The following is the address given by Archbishop Filoni, Substitute of the Secretariat of State, which is the text with which the book ends. The following is an integral translation from Italian.

I am grateful for the invitation to speak at this meeting, graced by the presence of the President of the Republic to whom I pay my deep respects. I convey the greeting of the Holy Father Benedict XVI and of Cardinal Tarcisio Bertone, Secretary of State, to you, Mr President, to the distinguished civil and ecclesiastical figures and to all those present. In taking part in this event I would like to stress the importance that the Holy See attributes to L’Osservatore Romano , and, in particular, its interest in the book that is the focus of our attention this evening.

A hundred and fifty years are a span far longer than the earthly life of a human being. They are also a long span for a “most unusual” daily, as our book is entitled – a description that flowed from the extraordinary pen of Pope Montini, Paul VI.

The contents of this book seem to me to identify some of the most significant aspects of the Vatican newspaper, taken from its authors and editors and excellently developed. Indeed, the authors and editors deserve applause and sincere thanks for their effort; an effort, I might say, that is almost maieutic, bringing into the limelight as well as highlighting the comments, like “veining”, which have accompanied important historical events of which the Holy See has been a “most unusual” observer, as well as a participant.

On its title page L’Osservatore Romano describes itself as a “political and religious daily newspaper” [ giornale quotidiano politico religioso ]. To use a human metaphor I could say that it has a “body”: namely its own characteristic editorial appearance. Thus it is always easily recognizable, despite the evolution of graphics and technology over all these years.
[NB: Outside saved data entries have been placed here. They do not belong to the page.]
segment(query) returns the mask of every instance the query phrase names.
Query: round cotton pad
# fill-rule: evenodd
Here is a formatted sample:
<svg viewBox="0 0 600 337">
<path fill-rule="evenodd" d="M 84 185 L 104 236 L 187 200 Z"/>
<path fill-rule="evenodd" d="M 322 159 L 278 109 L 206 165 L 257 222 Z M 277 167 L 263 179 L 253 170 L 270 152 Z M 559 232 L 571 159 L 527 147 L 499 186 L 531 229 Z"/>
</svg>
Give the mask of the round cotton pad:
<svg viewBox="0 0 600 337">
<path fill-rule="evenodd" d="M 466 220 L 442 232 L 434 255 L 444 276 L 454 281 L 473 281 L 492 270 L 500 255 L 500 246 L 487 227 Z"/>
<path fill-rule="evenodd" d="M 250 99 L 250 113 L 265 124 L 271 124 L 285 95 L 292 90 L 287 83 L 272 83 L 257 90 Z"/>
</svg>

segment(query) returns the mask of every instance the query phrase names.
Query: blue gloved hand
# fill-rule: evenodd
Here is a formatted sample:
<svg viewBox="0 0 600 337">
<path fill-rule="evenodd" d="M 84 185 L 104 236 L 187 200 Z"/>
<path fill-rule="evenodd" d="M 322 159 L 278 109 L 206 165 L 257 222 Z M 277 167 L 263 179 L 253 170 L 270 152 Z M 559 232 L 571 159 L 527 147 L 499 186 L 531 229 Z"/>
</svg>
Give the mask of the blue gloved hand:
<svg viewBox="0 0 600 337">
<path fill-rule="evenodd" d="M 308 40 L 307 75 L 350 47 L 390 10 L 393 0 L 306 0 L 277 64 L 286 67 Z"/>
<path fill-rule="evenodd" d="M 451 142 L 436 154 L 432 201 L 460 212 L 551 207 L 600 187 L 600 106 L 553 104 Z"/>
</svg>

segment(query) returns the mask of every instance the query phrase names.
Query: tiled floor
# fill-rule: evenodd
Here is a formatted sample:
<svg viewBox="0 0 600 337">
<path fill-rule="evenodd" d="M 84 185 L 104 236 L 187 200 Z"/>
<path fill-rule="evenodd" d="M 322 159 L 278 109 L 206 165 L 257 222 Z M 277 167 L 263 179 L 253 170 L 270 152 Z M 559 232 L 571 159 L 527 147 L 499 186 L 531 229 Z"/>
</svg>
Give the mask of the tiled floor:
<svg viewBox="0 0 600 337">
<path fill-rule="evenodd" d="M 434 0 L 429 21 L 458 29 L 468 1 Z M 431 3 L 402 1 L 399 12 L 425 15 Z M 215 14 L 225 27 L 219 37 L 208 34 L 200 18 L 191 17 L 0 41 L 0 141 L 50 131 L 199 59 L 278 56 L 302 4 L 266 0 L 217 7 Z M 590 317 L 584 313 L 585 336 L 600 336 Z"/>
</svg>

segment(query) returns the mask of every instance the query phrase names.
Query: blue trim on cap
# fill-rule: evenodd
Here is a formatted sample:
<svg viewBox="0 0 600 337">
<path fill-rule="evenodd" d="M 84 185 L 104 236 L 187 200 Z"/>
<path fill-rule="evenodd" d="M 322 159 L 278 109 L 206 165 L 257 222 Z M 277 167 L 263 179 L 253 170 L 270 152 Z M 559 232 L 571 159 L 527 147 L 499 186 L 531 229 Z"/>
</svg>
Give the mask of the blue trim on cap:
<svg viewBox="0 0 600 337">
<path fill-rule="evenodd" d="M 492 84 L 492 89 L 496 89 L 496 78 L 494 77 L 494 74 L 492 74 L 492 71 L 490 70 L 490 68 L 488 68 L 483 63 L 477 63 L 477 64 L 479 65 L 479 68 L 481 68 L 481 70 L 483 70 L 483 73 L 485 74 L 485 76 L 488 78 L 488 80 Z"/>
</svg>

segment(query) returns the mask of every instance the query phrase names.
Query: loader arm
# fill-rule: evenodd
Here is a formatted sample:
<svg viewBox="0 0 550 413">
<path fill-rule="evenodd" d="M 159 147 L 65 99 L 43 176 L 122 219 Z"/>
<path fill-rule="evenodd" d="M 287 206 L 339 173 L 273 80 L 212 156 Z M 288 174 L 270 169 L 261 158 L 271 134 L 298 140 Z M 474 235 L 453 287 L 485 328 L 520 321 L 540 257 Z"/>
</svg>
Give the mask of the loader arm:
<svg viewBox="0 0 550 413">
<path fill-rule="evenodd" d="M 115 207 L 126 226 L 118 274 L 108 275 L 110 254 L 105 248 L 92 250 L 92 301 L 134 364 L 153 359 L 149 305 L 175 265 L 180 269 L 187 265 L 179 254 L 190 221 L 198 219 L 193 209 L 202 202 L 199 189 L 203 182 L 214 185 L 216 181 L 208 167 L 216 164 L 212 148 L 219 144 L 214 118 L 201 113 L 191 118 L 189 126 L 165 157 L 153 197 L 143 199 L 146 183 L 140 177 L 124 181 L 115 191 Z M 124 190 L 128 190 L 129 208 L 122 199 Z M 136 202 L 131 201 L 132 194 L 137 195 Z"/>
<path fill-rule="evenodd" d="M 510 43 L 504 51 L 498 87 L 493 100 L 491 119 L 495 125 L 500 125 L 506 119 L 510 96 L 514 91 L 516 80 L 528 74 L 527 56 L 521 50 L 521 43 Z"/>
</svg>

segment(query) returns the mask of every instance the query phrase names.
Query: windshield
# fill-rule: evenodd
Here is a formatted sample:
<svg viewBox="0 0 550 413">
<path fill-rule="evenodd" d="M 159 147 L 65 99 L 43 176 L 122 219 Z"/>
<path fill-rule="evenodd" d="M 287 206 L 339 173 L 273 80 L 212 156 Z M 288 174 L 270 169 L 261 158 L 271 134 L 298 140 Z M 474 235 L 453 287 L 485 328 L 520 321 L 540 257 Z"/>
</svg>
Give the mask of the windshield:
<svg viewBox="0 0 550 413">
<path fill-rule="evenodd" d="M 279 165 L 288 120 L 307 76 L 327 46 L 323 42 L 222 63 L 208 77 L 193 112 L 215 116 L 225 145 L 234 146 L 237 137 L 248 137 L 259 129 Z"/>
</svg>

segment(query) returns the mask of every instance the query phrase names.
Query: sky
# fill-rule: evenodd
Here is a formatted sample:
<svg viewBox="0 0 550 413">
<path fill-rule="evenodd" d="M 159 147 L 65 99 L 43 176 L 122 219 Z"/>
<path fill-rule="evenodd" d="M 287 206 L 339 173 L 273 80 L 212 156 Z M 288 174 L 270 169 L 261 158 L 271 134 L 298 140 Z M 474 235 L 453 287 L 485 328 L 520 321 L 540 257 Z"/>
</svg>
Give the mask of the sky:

It has a “soul” – unicuique suum – non praevalebunt : the unicuique suum highlights the daily routine of events, while that non praevalebunt refers to the truth, to the search for it and to its protection; the non praevalebunt does not signify arrogance but rather an intimate awareness of being against error. And, lastly, this newspaper has a “purpose”, that is, it addresses potential readers who will find in it provision for intellectual knowledge, for the spirit, for the good and for the beautiful.

L’Osservatore Romano is the written voice that accompanies the radiophonic voice of the Holy See and that speaks in a multiplicity of languages, albeit with a weekly rhythm. Over the past 150 years, outstanding and well-known people have edited it and contributed to it: men and women who have worked silently, so that this “body” might come to life, every day.

It is not by chance that there is room in the masthead for the year, the issue number, the date and the place: because what is not identified slips into anonymity, has no life and no history.

This is the face of a quite atypical newspaper, but one which at the age of 150 makes itself clearly heard and says: “Here I am, I am here!”. It is the newspaper of the Pope, of the Holy See and of the Catholic Church; it is Italian, it is universal, a mirror of the world.

Lastly, may I take this favourable opportunity to address a special expression of gratitude and appreciation to Ambassador Antonio Zanardi Landi whose mandate to the Holy See is coming to an end. In addition to the excellent manner in which he has fulfilled his lofty diplomatic service, he has distinguished himself by his noteworthy capacity for initiative in the cultural field, organizing exhibitions (how can we forget “ Il Potere e la Grazia – the Holy Patrons of Europe”, which the Holy Father too did not fail to visit), and promoting publications, including the one we hold in our hands today and the excellent book I viaggi di Benedetto XVI in Italia. Thank you, Mr Ambassador, and every good wish for the future, which, after the Vatican will be taking you to Moscow.